O Pronasci pode ajudar nesse processo, na medida em que a gente tem a retomada do Bolsa Formação, esse investimento em uma formação de uma lógica de segurança, com base no policiamento comunitário, na segurança com cidadania, no combate às desigualdades e a essas violências que são estruturais. Mas também acho que ele ajuda já na concepção do programa, de que a segurança pública não pode ser apenas aliada a uma lógica de violência, do uso da força.
A segurança precisa estar aliada à garantia de direitos, a esse conjunto de políticas públicas. É assim que se constrói a segurança. E quando a gente entende isso e quando isso está introjetado na sociedade, vira natural a produção dessas políticas e não uma exceção.
Mas não basta mudar a mentalidade do policial, apenas com uma formação mais cidadã, é preciso mudar toda a cultura da polícia.
Acho que tem que mudar toda uma cultura da polícia, com certeza. Não é só formação, também os protocolos de operação e todo um conjunto. A formação, algumas academias já têm. Algumas, inclusive, já dão aula de racismo estrutural, de segurança com cidadania, de segurança preventiva. Mas tem uma formação, que não é na sala de aula, mas na rua. E essa formação da rua tem como base os protocolos operacionais, fundamentais na mudança não só da mentalidade, mas da prática dos agentes de segurança na rua.
Agência Brasil - A segurança pública é um tema afeto aos três entes federativos. E, apesar de as leis serem federais, essa área ainda fica muito concentrada nas mãos dos estados. Que papel o governo federal tem ou deveria ter nessa área? Como garantir que políticas nacionais se reflitam nas ações cotidianas das polícias Civil e Militar de todo o país?
Tamires Sampaio - É por isso que o Pronasci é um programa de adesão.

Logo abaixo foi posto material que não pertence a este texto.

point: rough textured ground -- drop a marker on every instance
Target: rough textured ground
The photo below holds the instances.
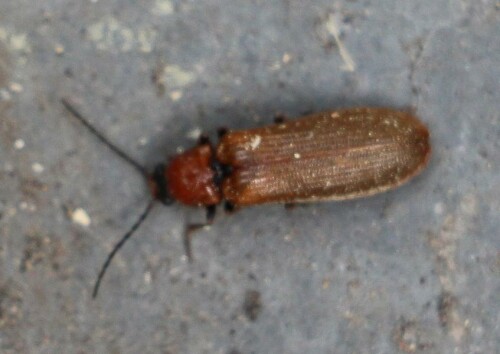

A gente precisa que os estados e os municípios, de fato, tenham um compromisso com a implementação dessas políticas. O poder federal não tem poder de mando sobre os estados e os municípios, que têm autonomia para a produção das políticas.
Uma forma de induzir e estimular os municípios e os estados a aderirem essa lógica da segurança com cidadania está relacionada ao orçamento e às entregas [de equipamentos]. O Fundo Nacional de Segurança Pública tem um repasse que é obrigatório, mas tem alguns critérios de repasse e, parte desses critérios de repasse para os estados, está relacionada a essas políticas que o Pronasci implementa. É um programa que, por meio da doação de viaturas, por meio da capacitação com o Bolsa Formação, por meio do fortalecimento de instrumentos como a Patrulha Maria da Penha e as delegacias das mulheres, induz os estados e os municípios a ter um foco prioritário nessas políticas.